Muscat: The Financial Services Authority (FSA) has issued a new circular requiring all insurance companies licensed to provide motor insurance in Oman to maintain a minimum level of underwriting for electric vehicles (EVs), as part of efforts to support the country’s transition towards clean energy and evolving automotive trends.
Under the circular, insurers must ensure that EV insurance underwriting accounts for at least 0.2 per cent of their total motor insurance portfolio, proportional to the size of their existing motor insurance business. The FSA has set December 31, 2026, as the deadline for compliance.
The authority said the move aims to strengthen confidence in the insurance sector and ensure the availability of suitable insurance coverage that keeps pace with rapid market developments, particularly the growing adoption of electric vehicles.

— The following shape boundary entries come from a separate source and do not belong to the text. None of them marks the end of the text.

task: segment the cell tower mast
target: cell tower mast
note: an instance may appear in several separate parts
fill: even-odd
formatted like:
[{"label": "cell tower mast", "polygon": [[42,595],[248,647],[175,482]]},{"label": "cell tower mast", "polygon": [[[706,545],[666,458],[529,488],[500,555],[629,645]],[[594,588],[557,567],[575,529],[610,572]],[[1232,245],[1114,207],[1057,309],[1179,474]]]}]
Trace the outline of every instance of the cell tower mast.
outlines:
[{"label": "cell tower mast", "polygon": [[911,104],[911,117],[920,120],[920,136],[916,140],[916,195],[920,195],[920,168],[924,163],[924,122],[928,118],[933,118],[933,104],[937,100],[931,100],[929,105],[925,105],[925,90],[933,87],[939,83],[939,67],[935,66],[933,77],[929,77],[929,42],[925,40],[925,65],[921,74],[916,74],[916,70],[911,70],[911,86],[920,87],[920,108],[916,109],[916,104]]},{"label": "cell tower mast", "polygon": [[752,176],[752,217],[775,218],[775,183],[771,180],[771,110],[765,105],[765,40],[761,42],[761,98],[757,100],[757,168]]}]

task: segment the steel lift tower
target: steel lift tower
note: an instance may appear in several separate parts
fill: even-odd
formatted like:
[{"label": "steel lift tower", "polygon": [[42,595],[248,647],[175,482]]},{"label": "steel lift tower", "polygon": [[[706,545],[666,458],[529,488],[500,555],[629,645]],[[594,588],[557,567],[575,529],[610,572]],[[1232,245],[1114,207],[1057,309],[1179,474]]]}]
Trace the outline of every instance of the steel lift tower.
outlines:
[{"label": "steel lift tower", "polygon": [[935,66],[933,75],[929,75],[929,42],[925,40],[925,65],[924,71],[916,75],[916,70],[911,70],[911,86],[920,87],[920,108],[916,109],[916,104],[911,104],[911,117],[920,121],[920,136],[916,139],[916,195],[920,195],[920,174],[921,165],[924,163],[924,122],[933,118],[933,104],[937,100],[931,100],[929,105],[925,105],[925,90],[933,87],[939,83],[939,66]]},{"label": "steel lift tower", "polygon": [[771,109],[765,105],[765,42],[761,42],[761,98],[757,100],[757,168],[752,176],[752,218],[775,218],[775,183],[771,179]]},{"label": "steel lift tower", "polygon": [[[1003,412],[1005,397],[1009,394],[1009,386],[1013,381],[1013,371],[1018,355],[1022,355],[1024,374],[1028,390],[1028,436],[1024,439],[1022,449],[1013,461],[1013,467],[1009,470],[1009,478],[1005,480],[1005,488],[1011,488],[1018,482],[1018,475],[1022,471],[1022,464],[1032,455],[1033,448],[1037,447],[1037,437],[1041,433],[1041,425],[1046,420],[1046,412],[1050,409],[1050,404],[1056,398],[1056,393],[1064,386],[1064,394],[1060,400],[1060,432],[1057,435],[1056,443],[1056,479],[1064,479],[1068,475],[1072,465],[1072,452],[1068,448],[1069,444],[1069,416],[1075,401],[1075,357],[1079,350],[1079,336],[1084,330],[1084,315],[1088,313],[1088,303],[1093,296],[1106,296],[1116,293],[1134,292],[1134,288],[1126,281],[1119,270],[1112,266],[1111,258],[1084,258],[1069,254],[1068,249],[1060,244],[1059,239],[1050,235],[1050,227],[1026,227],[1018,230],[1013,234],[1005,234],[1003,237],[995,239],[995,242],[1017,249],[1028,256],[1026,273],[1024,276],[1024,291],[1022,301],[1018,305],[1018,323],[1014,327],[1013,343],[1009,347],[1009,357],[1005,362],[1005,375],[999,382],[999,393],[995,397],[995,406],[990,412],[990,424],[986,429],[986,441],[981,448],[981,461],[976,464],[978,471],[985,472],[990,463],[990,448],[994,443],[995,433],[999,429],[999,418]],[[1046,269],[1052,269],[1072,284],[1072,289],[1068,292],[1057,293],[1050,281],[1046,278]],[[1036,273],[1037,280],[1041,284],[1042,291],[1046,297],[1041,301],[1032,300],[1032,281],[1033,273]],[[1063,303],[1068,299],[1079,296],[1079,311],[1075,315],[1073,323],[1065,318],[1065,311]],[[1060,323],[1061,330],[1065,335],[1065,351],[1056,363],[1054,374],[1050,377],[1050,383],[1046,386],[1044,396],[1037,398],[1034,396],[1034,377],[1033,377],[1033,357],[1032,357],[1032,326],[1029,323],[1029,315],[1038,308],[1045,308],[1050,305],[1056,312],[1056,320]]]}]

The circular also highlights the FSA’s commitment to protecting consumer interests by enhancing insurance services in line with changes in the automotive market and Oman’s broader sustainability goals.
To monitor implementation and address potential challenges, insurance companies will be required to submit monthly reports detailing their EV underwriting performance. Additionally, insurers must introduce a dedicated classification or coding system for electric vehicles within their electronic databases and operational systems.
According to the FSA, the measure will improve the tracking of EV-related insurance policies and claims while enabling more accurate data collection on underwriting volumes, premiums, compensation payments, claims and loss ratios.